Staci R. Grant, RHU, Vice President Benefits Division, Henry O. Baker Insurance Group.
Open enrollment season is here. What are your small employer clients seeing in terms of health insurance premium costs and any new options?
In the small employer market, we’re seeing premium increases anywhere from two and a half percent to 11 percent. The average will probably fall somewhere around seven percent. We have seen the maximum out-of-pocket go up. And there has been a slight decrease in some deductibles … but, again, the maximum out-of-pocket went up.
You worked with the Quality Institute and Senator Joe Vitale to look at the health of New Jersey’s small employer market and make recommendations to improve affordability and choice. Why do you think this market is in such distress — and can it be saved?
First, I want to say that being part of the Work Group was not only a privilege, but was fascinating to see behind the curtain of what goes into the making of legislation. Unfortunately, New Jersey is not alone with the problems facing small employers in the small employer health insurance market. But I am hopeful that if we can’t fix everything, we absolutely can work to save the small employer market.
I should add that the cost of insurance is expensive because the cost of care is expensive. Nothing within these bills is going to make this huge transition that we’re going to celebrate 20 percent decrease in premiums. What we need to do is chip away at the cost because employers and the employees are really struggling on the cost aspect of health insurance.
What are the most important elements in the two bills* now on Governor Murphy’s desk?

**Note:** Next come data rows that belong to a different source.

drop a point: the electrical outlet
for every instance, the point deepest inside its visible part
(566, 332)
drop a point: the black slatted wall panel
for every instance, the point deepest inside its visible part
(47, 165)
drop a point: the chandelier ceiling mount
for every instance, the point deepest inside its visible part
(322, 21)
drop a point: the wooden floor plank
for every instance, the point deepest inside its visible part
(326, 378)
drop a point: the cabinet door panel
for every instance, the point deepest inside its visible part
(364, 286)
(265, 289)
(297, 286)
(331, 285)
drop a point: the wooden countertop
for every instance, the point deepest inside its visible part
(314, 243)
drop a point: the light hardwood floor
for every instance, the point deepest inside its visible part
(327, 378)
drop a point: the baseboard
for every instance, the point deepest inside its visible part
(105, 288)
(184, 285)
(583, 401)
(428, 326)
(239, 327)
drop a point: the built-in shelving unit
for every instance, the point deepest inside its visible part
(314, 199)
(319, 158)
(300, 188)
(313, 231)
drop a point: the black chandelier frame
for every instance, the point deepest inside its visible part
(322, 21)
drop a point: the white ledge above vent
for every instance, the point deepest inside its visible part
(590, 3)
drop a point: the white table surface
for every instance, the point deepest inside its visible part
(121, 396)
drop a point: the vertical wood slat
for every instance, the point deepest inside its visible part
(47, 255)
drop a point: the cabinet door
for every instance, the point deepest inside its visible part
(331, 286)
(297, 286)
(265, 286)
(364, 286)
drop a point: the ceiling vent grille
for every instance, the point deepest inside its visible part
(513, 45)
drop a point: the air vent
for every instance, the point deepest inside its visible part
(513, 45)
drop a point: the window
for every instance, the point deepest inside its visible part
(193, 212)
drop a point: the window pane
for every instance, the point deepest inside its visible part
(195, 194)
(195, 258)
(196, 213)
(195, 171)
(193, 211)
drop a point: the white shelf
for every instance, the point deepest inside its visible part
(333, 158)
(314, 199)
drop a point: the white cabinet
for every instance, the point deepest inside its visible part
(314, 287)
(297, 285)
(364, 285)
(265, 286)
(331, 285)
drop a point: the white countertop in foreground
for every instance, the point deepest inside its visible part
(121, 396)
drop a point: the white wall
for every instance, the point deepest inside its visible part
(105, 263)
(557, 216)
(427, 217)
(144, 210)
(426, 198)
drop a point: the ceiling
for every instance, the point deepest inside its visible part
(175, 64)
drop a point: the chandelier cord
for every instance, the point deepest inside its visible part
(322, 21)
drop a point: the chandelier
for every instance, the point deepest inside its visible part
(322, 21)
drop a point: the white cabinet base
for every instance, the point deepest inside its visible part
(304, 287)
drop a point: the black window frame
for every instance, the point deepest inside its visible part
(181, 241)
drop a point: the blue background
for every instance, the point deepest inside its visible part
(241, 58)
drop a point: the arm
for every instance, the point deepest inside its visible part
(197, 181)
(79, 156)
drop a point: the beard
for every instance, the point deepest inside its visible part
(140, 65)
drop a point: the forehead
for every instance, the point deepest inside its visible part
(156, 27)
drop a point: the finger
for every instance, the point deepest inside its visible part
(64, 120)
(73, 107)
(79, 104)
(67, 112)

First, there’s some loosening of antiquated minimum standards to allow for carriers to be more creative on plan designs. The other more impactful element is to allow carriers to offer closed formularies. Under the current structure, if a drug is FDA approved, and medically necessary, for the most part carriers must cover it. Consumers and their doctors may have to jump through hoops to get it with pre-certifications and pre-authorizations, but it should be covered.
With closed formularies, insurers will be able to say specific drugs are not covered. They will not be able to stop covering entire categories of medications. But let’s say they will cover Wegovy, but not Ozempic. The idea is that insurers could lower premiums if they have greater control over pharmacy coverage, especially the expensive specialty medications. In the bills, though, there are still a lot of protections for employers and their employees.
For your clients shopping for health coverage for their employees, what are their priorities, even as they face sticker shock on premium increases?
Clients want every stone turned over as they look for options to keep costs down. They don’t want to keep having to transfer costs to their employees. Cost is the top priority.
Also important is choice and convenience. Long gone are the days where an employer picked one plan and offered it to everybody. I see, on average, three plans being offered to employees.
And they are not looking to make selecting and providing health insurance their full-time jobs. These are people with businesses to run. So that’s where brokers come in.
Finally, we like to ask a question beyond a person’s professional work. Can you tell us who your favorite New Jersey artist is, i.e., singer, writer, actor?
I would have to say Jon Bon Jovi. I love his authenticity and his music. And especially his commitment to New Jersey and the innovative charitable works he has done for our state.